Short echo time MR spectroscopy of brain tumors: grading of cerebral gliomas by correlation analysis of normalized spectral amplitudes.

2010 
PURPOSE: To process single voxel spectra of low- and high-grade gliomas. To propose correlation analysis of the scatter plots of normalized spectral amplitudes as a pattern recognition tool for the classification (grading) of brain tumors. To propose a spectrum processing approach that improves the differentiation of proton spectra with dominating macromolecule and lipid peaks. MATERIALS AND METHODS: LCModel was used to process spectra.
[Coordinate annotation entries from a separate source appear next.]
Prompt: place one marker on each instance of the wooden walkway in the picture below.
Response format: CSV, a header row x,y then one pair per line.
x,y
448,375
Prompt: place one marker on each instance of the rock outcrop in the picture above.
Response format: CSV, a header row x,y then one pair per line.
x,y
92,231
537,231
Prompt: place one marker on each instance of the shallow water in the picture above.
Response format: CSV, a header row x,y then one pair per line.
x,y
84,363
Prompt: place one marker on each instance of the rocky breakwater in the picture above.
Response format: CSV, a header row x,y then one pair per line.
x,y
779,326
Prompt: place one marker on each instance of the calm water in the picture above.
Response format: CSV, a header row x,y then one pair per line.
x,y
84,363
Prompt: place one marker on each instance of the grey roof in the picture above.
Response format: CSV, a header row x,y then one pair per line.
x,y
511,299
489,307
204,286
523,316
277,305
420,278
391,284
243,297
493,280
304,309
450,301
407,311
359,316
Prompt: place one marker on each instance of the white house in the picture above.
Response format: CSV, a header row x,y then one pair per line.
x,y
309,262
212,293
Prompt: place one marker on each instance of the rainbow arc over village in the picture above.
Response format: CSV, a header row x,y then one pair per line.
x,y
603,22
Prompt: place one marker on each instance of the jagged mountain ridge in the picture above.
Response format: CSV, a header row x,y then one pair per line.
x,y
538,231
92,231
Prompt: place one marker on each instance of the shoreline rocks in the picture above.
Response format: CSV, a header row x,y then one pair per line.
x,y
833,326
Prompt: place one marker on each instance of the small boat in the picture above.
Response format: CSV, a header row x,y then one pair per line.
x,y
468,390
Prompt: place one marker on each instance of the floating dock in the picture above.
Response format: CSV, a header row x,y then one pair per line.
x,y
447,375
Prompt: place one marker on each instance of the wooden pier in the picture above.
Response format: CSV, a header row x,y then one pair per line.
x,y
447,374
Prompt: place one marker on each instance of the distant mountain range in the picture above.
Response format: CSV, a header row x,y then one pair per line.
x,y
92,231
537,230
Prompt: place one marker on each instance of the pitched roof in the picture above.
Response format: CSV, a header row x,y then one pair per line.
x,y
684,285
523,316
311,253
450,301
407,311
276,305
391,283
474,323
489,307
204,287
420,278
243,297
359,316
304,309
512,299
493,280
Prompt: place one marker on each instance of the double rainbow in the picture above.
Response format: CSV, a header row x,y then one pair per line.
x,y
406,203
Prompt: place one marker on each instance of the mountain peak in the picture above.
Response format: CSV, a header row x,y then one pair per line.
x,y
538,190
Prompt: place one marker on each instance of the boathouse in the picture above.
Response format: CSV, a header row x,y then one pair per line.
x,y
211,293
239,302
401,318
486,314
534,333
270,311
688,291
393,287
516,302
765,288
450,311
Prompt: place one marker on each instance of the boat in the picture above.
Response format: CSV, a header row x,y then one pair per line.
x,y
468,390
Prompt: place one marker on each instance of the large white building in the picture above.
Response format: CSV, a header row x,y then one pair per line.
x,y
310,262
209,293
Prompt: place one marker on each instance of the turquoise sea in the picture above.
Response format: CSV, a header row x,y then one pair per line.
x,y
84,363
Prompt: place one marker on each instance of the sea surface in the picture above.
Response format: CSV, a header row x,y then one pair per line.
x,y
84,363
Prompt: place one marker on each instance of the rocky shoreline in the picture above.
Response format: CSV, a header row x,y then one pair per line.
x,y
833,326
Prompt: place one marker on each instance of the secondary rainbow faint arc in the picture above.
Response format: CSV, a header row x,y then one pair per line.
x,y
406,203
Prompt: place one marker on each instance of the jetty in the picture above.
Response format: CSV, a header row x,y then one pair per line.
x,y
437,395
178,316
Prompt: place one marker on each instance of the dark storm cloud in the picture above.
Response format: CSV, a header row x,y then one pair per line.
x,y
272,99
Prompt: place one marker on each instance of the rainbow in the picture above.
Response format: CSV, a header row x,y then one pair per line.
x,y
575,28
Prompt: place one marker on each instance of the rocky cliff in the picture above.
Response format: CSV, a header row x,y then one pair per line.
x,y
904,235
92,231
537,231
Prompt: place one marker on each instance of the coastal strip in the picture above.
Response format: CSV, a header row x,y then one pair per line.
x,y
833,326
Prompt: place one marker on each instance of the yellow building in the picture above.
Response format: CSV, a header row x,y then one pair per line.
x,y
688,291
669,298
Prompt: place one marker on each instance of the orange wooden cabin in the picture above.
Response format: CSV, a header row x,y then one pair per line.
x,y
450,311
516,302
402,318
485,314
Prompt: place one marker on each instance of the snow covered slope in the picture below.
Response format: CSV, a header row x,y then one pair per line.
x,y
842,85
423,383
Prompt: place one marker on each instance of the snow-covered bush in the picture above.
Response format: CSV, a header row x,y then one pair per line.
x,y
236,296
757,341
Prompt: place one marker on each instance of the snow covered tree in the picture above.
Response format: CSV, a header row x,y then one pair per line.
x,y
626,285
Mean metabolite concentrations and mean normalized spectra were obtained for normal white matter and for gliomas. The mean spectra of macromolecules and lipids (ML) in the range 1.4-0.9 ppm, and mean difference spectra (DS) without ML and lactate were computed. Correlation analysis of the scatter plot of the patient and mean normalized spectral amplitudes and dispersion of the scatter plot points were used for classification and grading of tumors. RESULTS: It was found advantageous to perform the classifications using DS spectra. The shape of ML spectrum and concentration of tCr seem to be a good markers for glioma grade. CONCLUSION: Combining a qualitative comparison of the patient and mean DS spectra of the tumors using correlation analysis of normalized spectra amplitudes with a quantitative comparison of metabolite concentrations is a powerful tool in studying brain lesions.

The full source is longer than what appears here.